If I gave you 200 tokens representing your available time this week, would you spend one of them on listening to the Math/Maths Podcast?

John Read tweeted, on the occasion of our 100th episode/2nd birthday of Math/Maths, that:

to hear all 100 of them within 2 years ≈ 0.6% of the time listening.
@johndavidread on Twitter.

This is an interesting thought, though a crude calculation based on 100 hours divided into two years.

According to an audio player I just loaded all 100 mp3 files into, the combined length of Math/Maths Podcast episodes to date is 3 days 14 hours 51 minutes. This is 3.619 days (or 86.85 hours, if you prefer).

I asked Wolfram Alpha for the number of days from 7 June 2010 (episode 1) to 9 June 2012 (episode 100): 733 days.

That means that if you listened to episode 1 and episode 100 when they were released, and all other 98 episodes in between, then you spent about 0.4937% of your time listening to us.

If you discovered us later and listened to each episode released since, then you can guess that you spent an approximately similar proportion since the episode lengths haven’t changed markedly. If you discovered us later and went back through the back catalogue, of course, the proportion of your time you have spent on the Math/Maths Podcast since you started listening is even greater.

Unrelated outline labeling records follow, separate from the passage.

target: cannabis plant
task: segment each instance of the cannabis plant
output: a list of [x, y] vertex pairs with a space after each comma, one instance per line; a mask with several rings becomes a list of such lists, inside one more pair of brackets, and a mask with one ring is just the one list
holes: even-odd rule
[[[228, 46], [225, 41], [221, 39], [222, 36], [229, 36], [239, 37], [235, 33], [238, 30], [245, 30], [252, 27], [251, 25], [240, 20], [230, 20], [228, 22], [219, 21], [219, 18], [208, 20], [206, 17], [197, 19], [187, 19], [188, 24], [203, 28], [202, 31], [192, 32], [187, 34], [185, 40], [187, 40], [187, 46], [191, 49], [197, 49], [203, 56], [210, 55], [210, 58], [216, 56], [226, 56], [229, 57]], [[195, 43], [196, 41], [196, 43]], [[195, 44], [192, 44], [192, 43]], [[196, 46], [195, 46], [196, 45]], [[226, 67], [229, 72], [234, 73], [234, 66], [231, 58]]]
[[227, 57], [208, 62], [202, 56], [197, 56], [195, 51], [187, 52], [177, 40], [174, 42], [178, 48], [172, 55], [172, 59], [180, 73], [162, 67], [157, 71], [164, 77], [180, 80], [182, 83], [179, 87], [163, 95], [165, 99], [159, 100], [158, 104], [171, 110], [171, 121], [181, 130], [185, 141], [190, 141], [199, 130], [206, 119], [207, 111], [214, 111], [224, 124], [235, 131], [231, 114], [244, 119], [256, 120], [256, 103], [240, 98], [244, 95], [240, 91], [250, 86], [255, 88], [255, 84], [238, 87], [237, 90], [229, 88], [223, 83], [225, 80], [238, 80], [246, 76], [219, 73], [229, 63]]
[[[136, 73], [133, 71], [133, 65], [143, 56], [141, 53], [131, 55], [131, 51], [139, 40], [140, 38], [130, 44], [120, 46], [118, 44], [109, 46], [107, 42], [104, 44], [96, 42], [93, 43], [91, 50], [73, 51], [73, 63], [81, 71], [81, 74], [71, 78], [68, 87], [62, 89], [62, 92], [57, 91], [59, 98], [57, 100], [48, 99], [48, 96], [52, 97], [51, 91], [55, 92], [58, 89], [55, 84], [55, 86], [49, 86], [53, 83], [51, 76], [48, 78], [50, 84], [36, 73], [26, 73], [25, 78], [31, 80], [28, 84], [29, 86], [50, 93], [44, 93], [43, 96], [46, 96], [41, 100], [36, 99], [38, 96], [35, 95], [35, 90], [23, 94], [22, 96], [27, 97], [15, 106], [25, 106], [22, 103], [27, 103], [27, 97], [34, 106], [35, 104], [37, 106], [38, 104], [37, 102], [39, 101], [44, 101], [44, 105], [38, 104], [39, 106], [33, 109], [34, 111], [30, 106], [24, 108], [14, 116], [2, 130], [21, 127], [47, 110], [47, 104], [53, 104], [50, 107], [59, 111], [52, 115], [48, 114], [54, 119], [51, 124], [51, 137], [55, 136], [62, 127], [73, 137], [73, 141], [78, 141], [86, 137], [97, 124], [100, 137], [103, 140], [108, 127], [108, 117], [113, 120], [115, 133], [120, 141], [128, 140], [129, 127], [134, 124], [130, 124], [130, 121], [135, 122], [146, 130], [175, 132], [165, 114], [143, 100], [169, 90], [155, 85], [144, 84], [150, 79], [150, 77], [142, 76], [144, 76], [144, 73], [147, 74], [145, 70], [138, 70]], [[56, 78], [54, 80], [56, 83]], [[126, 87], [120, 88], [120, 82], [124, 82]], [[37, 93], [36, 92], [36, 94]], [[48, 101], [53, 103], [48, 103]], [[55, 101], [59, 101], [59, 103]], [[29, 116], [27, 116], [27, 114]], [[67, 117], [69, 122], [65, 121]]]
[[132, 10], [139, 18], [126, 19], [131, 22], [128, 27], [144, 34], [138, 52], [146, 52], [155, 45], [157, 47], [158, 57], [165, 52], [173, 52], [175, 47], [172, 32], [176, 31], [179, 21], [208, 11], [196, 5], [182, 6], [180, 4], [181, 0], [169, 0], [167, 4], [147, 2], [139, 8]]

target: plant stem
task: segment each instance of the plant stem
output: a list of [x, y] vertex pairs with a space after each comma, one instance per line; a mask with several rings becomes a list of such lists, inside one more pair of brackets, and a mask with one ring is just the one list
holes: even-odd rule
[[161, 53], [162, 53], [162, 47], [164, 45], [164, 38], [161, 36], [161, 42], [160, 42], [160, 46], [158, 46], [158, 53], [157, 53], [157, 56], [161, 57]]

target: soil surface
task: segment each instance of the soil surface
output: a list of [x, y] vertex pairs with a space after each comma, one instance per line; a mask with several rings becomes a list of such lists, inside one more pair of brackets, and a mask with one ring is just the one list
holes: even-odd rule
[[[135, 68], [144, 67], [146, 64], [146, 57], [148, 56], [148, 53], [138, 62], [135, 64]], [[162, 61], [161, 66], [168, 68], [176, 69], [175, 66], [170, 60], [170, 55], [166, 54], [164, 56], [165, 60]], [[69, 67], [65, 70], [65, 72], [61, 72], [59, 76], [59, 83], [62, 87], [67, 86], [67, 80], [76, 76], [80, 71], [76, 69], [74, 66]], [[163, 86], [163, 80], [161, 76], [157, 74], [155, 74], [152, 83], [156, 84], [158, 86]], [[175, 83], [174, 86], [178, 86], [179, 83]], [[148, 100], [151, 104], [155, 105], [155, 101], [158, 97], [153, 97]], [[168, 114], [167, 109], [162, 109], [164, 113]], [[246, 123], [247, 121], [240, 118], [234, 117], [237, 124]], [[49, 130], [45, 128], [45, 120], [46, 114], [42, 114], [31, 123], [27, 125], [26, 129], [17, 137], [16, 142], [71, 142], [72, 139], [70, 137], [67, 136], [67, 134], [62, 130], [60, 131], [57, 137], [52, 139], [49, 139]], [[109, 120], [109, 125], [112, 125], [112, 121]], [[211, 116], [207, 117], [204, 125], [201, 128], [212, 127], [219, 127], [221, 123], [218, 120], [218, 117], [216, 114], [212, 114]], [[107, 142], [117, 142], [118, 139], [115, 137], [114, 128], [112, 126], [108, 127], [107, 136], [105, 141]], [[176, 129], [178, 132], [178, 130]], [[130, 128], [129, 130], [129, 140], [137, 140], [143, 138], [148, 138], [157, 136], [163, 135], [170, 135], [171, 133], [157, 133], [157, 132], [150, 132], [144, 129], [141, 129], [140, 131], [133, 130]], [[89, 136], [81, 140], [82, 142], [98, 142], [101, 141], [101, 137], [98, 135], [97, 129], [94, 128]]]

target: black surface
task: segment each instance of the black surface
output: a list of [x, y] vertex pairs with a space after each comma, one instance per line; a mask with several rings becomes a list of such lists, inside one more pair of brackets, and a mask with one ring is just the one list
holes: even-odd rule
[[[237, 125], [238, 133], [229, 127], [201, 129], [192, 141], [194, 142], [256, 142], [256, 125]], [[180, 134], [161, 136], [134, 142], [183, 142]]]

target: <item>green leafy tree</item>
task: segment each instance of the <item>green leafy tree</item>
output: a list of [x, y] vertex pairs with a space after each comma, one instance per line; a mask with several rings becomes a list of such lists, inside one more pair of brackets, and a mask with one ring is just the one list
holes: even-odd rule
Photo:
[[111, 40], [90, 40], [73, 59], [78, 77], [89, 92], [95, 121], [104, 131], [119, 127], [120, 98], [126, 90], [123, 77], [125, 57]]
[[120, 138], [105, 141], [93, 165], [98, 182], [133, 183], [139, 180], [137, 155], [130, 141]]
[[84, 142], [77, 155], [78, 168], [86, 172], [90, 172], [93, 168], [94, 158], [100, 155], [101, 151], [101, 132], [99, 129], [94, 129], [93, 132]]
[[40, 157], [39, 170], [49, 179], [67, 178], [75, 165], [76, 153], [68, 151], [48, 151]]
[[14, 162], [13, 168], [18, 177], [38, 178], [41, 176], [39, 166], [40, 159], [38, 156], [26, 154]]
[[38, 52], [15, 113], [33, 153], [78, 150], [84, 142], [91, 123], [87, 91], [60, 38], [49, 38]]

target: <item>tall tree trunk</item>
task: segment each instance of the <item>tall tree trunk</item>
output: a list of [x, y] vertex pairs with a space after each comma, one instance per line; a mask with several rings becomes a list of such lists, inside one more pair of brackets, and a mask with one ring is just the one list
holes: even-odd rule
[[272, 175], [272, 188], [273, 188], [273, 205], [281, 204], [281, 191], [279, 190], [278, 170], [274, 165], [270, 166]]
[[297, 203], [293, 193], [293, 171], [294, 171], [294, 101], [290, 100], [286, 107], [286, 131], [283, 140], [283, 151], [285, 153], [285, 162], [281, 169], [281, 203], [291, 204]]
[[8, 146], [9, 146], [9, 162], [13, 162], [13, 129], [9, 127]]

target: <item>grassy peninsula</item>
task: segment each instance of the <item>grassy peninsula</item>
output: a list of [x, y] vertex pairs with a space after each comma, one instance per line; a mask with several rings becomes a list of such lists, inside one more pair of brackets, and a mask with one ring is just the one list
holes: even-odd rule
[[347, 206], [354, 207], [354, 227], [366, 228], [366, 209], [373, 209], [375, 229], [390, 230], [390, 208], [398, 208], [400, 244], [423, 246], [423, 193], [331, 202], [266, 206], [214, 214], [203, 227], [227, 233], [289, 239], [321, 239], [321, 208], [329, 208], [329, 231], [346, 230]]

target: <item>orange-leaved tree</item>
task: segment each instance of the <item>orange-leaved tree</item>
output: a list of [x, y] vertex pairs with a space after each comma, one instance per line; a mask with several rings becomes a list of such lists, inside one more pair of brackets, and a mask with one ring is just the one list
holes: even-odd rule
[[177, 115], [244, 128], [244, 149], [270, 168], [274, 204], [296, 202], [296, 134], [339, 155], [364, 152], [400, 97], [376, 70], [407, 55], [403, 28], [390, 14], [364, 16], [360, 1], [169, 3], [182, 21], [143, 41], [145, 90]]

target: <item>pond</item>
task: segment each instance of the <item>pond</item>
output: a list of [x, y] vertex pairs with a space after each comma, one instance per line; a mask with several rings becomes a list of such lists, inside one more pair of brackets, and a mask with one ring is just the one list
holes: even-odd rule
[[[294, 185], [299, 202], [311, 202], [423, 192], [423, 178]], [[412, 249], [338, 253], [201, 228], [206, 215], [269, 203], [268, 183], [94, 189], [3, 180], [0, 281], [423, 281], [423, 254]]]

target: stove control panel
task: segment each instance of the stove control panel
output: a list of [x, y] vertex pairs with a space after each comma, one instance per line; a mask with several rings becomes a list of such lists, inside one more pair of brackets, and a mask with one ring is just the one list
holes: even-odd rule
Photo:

So if you’re a regular listener then we can say that you spend nearly one half of one percent of your time listening to Samuel and I ramble on about mathematics news. (Equivalently, nearly one half of one percent of my time is spent talking to Samuel!)

Depressing thought, eh?

(P.S. Of course, we’re nothing special. Anything that you do every week that takes one hour is consuming 0.6% of your available time. It shouldn’t be, but somehow seeing it spelled out like this seems surprising. I hope we’re worth it!)

(P.P.S. my time token analogy at the start of this post doesn’t work, of course, if you do anything else at all while listening. Shhh!)

One Response to “One half of one percent of your time”

  1. Avatar Christian Perfect

    I think your time tokens analogy works if you allow something like credit default swaps and over-leveraging.

    But you’re missing the real story here: there are 168 hours in a week, so the percentage of your time you spend each week is a pretty good approximation of the reciprocal of the golden ratio! SCIENCE!